Sinonasal Mucocele 8.4.1
Definition, Epidemiology, Pattern of Growth
Mucocele may be defined as an accumulation of secretion products, desquamation, and inflammation within a paranasal sinus with expansion of its bony walls. The lesion is limited by a wall ("sac") made by respiratory mucosa with a pseudostratified columnar epithelium. According to Lloyd et al. (2000a), who reported data on 70 mucoceles, 89% of the lesions were located in the fronto-ethmoid area, while maxillary, ethmoid and sphenoid mucoceles were rarely observed. Mucocele more frequently occurs in the fourth and fifth decades of life, with approximately the same distribution in men and women.
The development of the lesion is thought to occur as the result of sinus ostium blockage. The accumulation of mucus creates a positive pressure inside the cavity (Kass et al. 1999), which might explain resorption of the surrounding bony walls. Nevertheless, these factors cannot be considered fully responsible for the process, since sinus occlusion can also result in chronic sinus atelectasia (Kass et al. 1997). According to Wurster et al. (1986) and Lund et al. (1988), there is a dynamic process occurring at the interface between mucocele and bone, as suggested by high levels of bone re-absorbing factors such as PGE2, IL-1, and TNF, which have been demonstrated in the mucosa of the affected sinuses. Furthermore, histology more often demonstrates an active secretory columnar ciliated epithelium instead of a thin atrophic cuboidal epithelium, as would be expected from the positive pressure existing inside the lesion (Lund and Milroy 1991). As mucus continues to be produced, mucocele gradually expands, resulting in remodeling and/or erosion of the surrounding bone, with possible intraorbital and intracranial extension. Secondary infection (pyomucocele) can lead to a rapid expansion with significant risk of complications mostly involving the orbit.

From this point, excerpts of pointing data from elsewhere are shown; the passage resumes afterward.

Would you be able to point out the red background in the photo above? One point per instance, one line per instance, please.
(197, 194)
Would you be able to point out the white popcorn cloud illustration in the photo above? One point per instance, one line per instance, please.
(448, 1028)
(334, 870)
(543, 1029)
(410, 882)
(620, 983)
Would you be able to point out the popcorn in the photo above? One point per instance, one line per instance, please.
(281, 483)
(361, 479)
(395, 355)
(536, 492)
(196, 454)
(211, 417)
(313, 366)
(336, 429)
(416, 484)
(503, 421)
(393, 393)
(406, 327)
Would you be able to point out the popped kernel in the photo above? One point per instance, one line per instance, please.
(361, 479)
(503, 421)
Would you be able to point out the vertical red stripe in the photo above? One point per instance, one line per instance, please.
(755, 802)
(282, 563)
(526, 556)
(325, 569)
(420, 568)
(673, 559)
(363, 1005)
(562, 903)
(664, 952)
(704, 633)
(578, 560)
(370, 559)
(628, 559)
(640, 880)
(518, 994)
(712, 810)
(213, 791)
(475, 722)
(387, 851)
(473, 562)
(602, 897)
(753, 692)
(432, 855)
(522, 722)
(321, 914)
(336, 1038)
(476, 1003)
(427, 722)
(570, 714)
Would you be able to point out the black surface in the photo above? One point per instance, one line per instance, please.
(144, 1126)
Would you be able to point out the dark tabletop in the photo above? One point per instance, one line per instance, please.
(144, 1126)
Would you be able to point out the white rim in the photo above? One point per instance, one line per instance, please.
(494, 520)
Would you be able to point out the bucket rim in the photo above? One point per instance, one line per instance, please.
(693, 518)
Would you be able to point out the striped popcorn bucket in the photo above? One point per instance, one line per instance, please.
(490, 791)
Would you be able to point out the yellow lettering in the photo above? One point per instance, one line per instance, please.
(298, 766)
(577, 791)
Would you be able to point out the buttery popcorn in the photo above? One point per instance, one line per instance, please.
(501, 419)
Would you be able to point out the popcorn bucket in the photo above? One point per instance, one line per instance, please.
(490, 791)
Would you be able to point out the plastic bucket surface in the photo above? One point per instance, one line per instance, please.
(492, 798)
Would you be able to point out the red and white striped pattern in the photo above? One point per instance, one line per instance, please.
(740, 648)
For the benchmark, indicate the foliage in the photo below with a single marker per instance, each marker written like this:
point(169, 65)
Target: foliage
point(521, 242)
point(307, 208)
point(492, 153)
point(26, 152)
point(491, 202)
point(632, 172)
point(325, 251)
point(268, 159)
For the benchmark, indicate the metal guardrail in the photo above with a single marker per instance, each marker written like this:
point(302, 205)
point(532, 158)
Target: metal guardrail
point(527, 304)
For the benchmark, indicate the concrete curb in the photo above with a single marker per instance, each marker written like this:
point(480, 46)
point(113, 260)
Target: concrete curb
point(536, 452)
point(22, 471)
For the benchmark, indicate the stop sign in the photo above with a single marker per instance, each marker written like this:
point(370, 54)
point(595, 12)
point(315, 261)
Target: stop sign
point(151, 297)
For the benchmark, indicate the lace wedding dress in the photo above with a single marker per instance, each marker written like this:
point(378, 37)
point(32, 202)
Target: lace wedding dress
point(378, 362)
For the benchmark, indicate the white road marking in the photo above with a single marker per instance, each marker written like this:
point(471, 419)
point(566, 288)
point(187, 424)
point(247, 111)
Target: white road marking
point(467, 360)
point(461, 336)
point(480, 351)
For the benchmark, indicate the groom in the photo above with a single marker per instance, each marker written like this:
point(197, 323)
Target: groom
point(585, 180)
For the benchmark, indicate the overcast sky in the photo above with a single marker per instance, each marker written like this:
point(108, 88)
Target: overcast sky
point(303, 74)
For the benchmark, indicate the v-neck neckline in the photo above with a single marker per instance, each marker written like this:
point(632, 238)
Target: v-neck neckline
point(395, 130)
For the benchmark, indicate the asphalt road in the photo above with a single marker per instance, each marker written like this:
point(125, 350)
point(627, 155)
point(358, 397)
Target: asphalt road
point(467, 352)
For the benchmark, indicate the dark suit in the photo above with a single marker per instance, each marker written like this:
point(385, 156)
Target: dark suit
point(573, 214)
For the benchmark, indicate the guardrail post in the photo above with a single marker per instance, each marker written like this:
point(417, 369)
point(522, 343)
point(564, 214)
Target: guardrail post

Sinus ostia obstruction may be the consequence of chronic rhinosinusitis, allergic rhinitis, previous radiotherapy, trauma, scarring due to previous surgical procedures, or, more rarely, of sinonasal neoplasms. In recent years, some authors have alluded to a possible increase in the occurrence of mucoceles related to previous surgery (Rambaux et al. 2000); however, these data must be interpreted very cautiously.